I remember how excited I was watching the keynote that introduced the Apple Watch. The Digital Crown was such a cool way to manipulate an interface. It just made sense! And it looked slick – unlike Google’s Glass, it looked like a minimalistic timepiece first, and slightly dorky tech gadget second.
I didn’t even think twice pre-ordering it: Surely this was another iPhone moment, and as a designer, I should be familiar with this new playground for exciting projects. I wasn’t alone in my enthusiasm. Many people tried to be among the first to own one and write articles like “Impressions After My First Week With An Apple Watch”.
Fast forward to now: It’s 2016. My own Apple Watch is collecting dust, after a long, hot summer with a very sweaty wrist. Yes, it does look nice. The Digital Crown does handle very well. Maybe the watch was a bit too noticeable in it’s cool understatement. When I visited my hometown a week after I finally received it, complete strangers approached me and asked “How is it? Has it changed your life yet?” They weren’t even cheeky, they were genuinely curious. It was the first time they saw someone wearing it.
“Well”, I answered defensively, “the different watch faces are kind of nice.”

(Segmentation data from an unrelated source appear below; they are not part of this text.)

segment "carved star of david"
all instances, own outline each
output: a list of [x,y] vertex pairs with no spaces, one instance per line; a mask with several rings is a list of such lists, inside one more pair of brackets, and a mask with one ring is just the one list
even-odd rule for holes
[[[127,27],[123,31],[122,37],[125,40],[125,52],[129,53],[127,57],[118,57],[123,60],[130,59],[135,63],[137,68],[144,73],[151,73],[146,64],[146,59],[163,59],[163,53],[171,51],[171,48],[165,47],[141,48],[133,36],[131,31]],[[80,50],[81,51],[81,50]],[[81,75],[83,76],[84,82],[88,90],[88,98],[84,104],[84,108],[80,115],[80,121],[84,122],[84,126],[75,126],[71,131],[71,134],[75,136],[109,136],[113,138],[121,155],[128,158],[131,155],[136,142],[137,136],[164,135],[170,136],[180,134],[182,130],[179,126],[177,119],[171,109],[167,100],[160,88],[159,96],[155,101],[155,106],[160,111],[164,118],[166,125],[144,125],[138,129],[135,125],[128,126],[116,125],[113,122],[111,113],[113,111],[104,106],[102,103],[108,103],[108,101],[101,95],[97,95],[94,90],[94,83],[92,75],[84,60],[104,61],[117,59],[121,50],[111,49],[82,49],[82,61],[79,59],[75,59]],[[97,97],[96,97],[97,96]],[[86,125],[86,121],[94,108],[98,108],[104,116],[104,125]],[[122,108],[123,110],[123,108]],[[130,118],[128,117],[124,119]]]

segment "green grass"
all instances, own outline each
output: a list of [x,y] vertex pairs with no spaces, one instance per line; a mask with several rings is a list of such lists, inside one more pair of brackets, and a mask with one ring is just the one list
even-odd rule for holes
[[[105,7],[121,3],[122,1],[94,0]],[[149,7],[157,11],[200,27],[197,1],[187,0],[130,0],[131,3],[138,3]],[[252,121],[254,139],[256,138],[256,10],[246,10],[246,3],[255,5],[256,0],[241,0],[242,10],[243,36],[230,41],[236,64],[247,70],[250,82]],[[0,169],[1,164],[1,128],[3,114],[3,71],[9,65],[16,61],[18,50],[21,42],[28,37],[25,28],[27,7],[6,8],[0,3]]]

It dawned on me then: The Apple Watch’s one feature that offered the most utility for me was being able to read the time. I had essentially swapped out my beautiful, reliable, analogue wristwatch with another beautiful, digital one that I had to recharge every night.
I was still holding out for the moment it would click and I would experience a belated “wow, this is cool”-moment and feel it was enriching my life in an obvious way like my very first cellphone or iPhone did.
After wearing it for another 4 or 5 weeks, I put it on the loading dock to recharge over night. The next morning, I didn’t pick it up again. It’s still there.
It was not a conscious decision. I just didn’t see the point: It offered too little value for me to put up with the small inconveniences.
Now, months after I stopped wearing it without missing it even once, the number of Apple Watches I see during my commute has noticeably declined. The people I see are still glued to their smartphones and eReaders. Many of them wear wristwatches (as do I). But almost no one wears smartwatches.
And it’s not too hard to imagine what it looks like outside the major city I live in and it’s easily excitable design/tech/media bubble.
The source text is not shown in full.